Headless, scriptable Firefox/Webkit on linux? [closed]

I'm looking to automate some web interactions, namely periodic download of files from a secure website. This basically involves entering my username/password and navigating to the appropriate URL.

I tried simple scripting in Python, followed by more sophisticated scripting, only to discover this particular website is using some obnoxious javascript and flash based mechanism for login, rendering my methods useless.

I then tried HTMLUnit, but that doesn't seem to want to work either. I suspect use of Flash is the issue.

I don't really want to think about it any more, so I'm leaning towards scripting an actual browser to log in and grab the file I need.

Requirements are:

  • Run on linux server (ie. no X running). If I really need to have X I can make that happen, but I won't be happy.
  • Be reliable. I want to start this thing and never think about it again.
  • Be scriptable. Nothing too sophisticated, but I should be able to tell the browser the various steps to take and pages to visit.

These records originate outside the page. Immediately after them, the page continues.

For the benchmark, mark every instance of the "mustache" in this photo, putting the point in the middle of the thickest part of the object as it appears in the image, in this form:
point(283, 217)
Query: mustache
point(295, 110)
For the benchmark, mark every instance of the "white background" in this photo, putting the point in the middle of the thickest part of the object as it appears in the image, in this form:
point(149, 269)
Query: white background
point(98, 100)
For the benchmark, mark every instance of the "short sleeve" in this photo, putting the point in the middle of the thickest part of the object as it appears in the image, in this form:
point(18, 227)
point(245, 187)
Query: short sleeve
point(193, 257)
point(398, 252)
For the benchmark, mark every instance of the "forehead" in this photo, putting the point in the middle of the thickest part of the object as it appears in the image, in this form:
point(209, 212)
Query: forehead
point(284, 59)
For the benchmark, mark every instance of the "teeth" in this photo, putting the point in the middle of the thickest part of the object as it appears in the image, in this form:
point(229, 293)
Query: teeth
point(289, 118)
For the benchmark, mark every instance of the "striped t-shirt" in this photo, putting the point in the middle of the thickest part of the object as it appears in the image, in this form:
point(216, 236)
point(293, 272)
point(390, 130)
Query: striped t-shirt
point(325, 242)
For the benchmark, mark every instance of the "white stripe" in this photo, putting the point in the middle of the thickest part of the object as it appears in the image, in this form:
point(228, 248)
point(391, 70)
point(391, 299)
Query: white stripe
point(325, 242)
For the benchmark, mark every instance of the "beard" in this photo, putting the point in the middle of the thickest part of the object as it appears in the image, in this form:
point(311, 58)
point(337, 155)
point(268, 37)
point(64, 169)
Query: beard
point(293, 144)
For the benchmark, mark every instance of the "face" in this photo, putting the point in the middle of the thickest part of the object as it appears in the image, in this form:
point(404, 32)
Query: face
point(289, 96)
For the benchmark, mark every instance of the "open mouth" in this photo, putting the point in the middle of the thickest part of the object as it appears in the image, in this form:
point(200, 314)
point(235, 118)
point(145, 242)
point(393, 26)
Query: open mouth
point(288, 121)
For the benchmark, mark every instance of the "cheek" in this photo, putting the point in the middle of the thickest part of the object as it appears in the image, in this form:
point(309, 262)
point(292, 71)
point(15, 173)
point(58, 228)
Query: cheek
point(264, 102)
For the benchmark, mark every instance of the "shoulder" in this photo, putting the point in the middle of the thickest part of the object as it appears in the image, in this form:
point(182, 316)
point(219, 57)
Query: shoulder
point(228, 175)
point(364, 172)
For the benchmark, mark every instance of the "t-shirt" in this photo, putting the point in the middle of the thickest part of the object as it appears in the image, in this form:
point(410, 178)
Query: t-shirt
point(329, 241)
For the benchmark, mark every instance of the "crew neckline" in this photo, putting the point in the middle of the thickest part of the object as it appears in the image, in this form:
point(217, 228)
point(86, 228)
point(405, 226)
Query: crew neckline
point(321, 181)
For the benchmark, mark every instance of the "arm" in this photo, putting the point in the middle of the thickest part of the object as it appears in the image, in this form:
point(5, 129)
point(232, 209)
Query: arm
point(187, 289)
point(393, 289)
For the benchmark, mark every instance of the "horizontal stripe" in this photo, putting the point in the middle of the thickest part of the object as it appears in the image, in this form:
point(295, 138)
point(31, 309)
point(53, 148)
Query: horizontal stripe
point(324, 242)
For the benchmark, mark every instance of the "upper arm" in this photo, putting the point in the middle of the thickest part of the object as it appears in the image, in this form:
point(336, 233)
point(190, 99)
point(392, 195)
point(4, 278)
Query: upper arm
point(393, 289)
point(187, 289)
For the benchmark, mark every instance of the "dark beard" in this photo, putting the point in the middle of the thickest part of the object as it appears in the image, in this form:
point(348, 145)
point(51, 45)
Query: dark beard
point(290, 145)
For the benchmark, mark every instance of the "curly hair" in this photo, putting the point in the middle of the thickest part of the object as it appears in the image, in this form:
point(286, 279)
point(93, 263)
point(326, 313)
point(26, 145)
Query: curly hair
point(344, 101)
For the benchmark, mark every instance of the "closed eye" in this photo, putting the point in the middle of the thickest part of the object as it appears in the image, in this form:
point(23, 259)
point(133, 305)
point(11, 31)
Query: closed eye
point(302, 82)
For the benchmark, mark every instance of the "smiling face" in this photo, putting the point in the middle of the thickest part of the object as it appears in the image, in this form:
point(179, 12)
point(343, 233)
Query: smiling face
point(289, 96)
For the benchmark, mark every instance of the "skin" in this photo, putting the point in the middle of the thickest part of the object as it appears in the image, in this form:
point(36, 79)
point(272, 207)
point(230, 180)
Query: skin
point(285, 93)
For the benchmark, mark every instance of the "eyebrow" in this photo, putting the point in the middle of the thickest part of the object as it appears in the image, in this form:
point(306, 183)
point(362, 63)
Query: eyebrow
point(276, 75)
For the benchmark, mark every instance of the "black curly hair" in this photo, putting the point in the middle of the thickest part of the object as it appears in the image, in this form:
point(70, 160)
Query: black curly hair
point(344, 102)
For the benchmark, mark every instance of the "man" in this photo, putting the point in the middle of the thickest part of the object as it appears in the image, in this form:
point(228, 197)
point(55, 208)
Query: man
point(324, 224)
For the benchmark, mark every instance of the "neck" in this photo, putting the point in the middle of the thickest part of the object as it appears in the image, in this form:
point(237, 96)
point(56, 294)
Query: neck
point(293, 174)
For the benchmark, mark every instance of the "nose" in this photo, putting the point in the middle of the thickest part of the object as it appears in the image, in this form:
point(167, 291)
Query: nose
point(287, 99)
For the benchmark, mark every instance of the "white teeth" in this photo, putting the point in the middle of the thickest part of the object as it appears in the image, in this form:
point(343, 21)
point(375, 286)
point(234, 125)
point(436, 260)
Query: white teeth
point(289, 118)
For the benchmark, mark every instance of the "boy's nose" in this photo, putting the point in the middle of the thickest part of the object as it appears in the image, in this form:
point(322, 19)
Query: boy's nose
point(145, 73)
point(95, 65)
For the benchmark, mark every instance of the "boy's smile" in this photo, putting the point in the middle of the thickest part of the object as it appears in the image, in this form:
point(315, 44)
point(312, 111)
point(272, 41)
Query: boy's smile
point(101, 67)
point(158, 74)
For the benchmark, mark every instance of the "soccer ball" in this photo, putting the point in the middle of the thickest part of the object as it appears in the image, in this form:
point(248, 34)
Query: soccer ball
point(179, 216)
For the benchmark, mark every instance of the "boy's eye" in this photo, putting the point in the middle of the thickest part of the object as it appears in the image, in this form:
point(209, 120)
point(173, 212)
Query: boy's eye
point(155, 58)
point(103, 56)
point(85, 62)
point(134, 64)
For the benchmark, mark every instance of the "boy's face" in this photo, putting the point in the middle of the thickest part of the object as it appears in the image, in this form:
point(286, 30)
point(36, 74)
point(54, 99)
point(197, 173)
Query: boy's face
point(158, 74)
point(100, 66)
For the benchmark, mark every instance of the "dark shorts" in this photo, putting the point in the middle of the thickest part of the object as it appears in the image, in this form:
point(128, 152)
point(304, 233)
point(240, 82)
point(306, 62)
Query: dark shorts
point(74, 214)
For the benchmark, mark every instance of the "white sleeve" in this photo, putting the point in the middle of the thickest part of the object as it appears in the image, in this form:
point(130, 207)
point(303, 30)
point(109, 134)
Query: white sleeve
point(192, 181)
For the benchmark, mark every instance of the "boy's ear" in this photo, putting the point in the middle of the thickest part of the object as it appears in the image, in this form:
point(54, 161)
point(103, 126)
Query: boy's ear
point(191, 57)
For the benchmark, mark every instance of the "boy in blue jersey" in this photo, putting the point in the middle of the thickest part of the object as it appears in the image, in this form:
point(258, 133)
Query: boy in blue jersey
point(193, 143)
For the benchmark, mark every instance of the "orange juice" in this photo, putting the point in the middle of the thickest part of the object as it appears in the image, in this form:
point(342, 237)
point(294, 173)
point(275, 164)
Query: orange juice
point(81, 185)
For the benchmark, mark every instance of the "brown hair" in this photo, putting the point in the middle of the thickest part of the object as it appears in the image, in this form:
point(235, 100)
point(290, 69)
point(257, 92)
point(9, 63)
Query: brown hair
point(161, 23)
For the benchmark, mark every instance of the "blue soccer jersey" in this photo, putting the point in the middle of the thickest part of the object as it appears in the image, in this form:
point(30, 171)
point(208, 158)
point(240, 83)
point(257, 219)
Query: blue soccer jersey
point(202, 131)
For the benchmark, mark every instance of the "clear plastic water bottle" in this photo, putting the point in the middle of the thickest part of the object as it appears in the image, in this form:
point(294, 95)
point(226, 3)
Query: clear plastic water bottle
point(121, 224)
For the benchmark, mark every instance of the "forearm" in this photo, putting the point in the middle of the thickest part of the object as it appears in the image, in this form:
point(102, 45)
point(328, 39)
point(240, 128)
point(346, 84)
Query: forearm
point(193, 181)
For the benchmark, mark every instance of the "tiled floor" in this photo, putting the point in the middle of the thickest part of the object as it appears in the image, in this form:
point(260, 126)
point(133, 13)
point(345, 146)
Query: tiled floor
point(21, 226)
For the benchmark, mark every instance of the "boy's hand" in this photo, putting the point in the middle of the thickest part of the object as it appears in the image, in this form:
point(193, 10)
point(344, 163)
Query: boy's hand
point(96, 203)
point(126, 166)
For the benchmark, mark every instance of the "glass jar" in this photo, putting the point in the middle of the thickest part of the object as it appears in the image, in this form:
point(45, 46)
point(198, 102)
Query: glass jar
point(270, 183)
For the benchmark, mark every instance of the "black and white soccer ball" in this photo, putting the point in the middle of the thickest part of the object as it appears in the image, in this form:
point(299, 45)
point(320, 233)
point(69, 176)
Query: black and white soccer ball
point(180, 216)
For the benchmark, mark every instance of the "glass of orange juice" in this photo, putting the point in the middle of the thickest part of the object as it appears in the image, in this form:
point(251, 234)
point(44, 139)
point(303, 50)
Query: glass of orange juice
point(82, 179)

Are there any good toolkits for a headless, X-less scriptable browser? Have you tried something like this and if so do you have any words of wisdom?


What about phantomjs?


I did related task with IE embedded browser (although it was gui application with hidden browser component panel). Actually you can take any layout engine and cut output logic. Navigation is should be done via firing script-like events.

You can use Crowbar. It is headless version of firefox (Gecko engine). It turns browser into RESTful server that can accept requests ("fetch url"). So it parse html, represent it as DOM, wait defined delay for all script performed.

It works on linux. I suppose you can easily extend it for your goal using JS and rich XULrunner abilities.